By: Mason Prewett
 
 

I’m a SharePoint administrator in my organization and I’m often asked to answer many questions about the content that resides in the SharePoint farms that my team supports. My organization allows the site owners to manage all of their site content and permissions and thankfully so, as this would be an unmanageable task for the SharePoint team. However, doing so leaves our SharePoint team without an idea of the type of content that’s out there. Even though it’s unrealistic to be involved in all of the site content that’s hosted on our sites, I feel it’s the responsibility of my team to be aware of what content we’re hosting.

SharePoint doesn’t offer any type of tools that can assist with content inventory (that I’m aware of), so I chose to write some PowerShell code to export this information to CSV. I then used SSIS to import the data into a SQL table.
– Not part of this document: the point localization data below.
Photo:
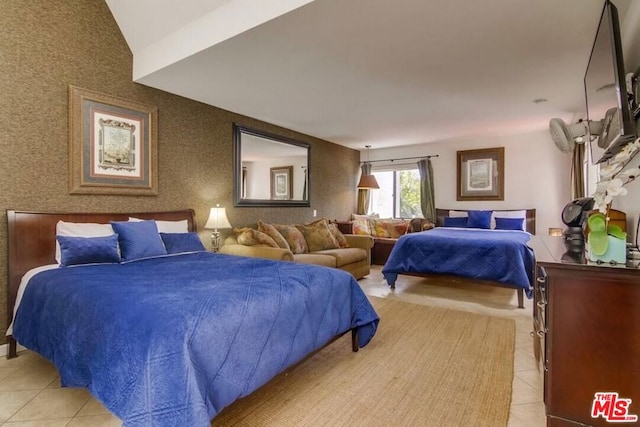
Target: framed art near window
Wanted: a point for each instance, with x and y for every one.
(112, 145)
(481, 174)
(281, 183)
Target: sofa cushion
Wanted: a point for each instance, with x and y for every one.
(272, 232)
(294, 238)
(379, 227)
(317, 258)
(362, 224)
(251, 237)
(345, 256)
(318, 236)
(337, 234)
(396, 227)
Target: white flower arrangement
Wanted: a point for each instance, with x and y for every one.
(614, 176)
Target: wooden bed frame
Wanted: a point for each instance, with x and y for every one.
(530, 225)
(31, 243)
(32, 237)
(530, 218)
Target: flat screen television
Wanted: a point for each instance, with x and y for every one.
(605, 89)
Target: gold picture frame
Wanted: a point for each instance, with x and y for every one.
(112, 145)
(480, 174)
(282, 183)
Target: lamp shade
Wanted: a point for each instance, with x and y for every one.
(217, 219)
(368, 182)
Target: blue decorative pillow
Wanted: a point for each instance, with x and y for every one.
(88, 250)
(479, 219)
(138, 239)
(182, 242)
(455, 221)
(509, 223)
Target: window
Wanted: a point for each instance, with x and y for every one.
(399, 194)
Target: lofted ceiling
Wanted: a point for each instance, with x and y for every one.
(371, 72)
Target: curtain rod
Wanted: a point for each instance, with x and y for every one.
(402, 158)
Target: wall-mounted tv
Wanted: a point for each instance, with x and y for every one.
(605, 89)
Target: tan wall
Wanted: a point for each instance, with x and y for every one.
(45, 46)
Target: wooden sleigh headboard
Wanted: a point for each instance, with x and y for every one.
(530, 217)
(32, 236)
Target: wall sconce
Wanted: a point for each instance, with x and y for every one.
(217, 219)
(556, 232)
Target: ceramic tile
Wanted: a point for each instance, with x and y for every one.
(50, 422)
(12, 401)
(93, 407)
(106, 420)
(53, 403)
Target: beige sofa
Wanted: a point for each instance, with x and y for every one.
(355, 259)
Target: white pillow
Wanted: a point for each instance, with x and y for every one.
(80, 229)
(181, 226)
(509, 214)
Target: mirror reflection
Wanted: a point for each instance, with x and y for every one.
(269, 170)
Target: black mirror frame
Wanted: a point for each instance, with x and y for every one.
(238, 201)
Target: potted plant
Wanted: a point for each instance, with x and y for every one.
(607, 242)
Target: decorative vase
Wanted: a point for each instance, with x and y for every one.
(616, 252)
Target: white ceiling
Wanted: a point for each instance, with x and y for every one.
(371, 72)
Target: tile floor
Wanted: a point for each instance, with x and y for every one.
(30, 394)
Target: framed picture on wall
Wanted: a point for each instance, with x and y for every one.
(112, 145)
(480, 174)
(282, 183)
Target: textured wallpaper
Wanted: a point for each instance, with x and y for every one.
(45, 46)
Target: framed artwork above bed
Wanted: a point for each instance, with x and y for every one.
(480, 174)
(112, 145)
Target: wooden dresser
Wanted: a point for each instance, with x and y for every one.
(587, 336)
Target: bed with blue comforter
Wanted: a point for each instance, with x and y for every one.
(501, 256)
(170, 341)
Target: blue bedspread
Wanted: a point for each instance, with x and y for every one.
(501, 256)
(171, 341)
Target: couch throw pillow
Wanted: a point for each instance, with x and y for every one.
(318, 236)
(294, 238)
(252, 237)
(272, 232)
(337, 234)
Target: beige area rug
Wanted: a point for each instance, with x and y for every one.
(426, 366)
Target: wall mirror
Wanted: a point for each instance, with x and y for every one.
(269, 170)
From there, I can query all content using T-SQL.

The PowerShell code for pulling all inventory:

PowerShell code file: SharePointSystemInventory

PowerShell Code Notes:

This exports two files. One for sites and one for documents.

I pull sites into a different file versus documents because the document code will only pull site information for sites that actually have documents stored in them. Having the site info pulled separately ensures that all sites are inventoried.

I am only pulling inventory for all items in document libraries. Pulling all content in lists didn’t offer much value to the type of questions that I was trying to answer. To include all list info, remove the following condition if($list.BaseType -eq “DocumentLibrary”). Additional logic will also need to be written to handle list items differently since the code looks for the file extension of the item.

A sample of the CSV file that is exported for sites (Headers and 1 row):

“Farm”,”WebApplicationURL”,”SiteCollectionURL”,”WebURL” “SPProdFarm”,”https://spfarm.com/”,”https://spfarm.com/sites/hr”,”https://spfarm.com/sites/hr/employees”

A sample of the CSV file that is exported for documents (Headers and 1 row):

“Farm”,”WebApplicationURL”,”SiteCollectionURL”,”WebURL”,”DcoumentURL”,”FileExtension” “SPProdFarm”,”https://spfarm.com/”,”https://spfarm.com/sites/hr”,”https://spfarm.com/sites/hr/employees”,”Documents/EmployeeList.xlsx”,”.xlsx”

The Create statement for both SQL tables. These were the safe data types for each column after testing in my environment:

Create Code Notes:

To reduce redundancy, I didn’t pull in the WebApplication URL or SiteCollection URL for the document tables.

The Create statement for the DocumentInventory view to include WebApplicationURL and SiteCollectionURL:

The next step would be to import the CSV files into each table. This can be done manually in SQL Server Management Studio or by creating an SSIS package to pull the data in automatically. I created a SSIS package to make the process automated. This helped me a lot since I had 11 farms to inventory. I had to pull in 22 files – 2 files per environment.

Finally, I wrote a few SQL queries to discover facts about the content that is hosted in my SharePoint farms.

Some queries that I used:

Insert SQL code file: SQLQueries

SQL Query Code Notes:

I determined what type of content a document was by defining the “FileExtension IN” clause. This made sense for my environment, which is focused on SQL Server Reporting Services. This may need customizing in other environments based on what the focus of the SharePoint sites are.

These were the file types that showed up in my environment. Other file types may show up in a different environment that may need to be considered. Ex: My environment didn’t have any mp4 file types which would need to be considered as a media file type.

One enhancement that could be done is to create a mapping table for file types and their content definitions. This would eliminate the need to hard code this into IN clause. This will be added into version 2 of my solution.

You can query this data to get any information that’s needed from here. If I have a question about the SharePoint content in my environments, I can easily answer it by using this info. It includes high level farm details as well as down to the site level details.

Real world information about my SharePoint farms that I was able to provide using this data:

What type of content is being most/least used in my farm?

This helps prove that my Sharepoint farms are focused (or aren’t focused) on providing certain services.

What sites have the most/least content?

This helps show site stakeholders which of their teams are using Sharepoint as a tool and which are not.

This helps identify which site may have too much content in a situation where a content database is getting too big. (Also in my next version, I will be adding file size to the document export. This will provide the ability to see storage consumed at all levels.)

If history of this is being kept, content trending can be determined of all sites and documents?

This can tell site/document growth over time.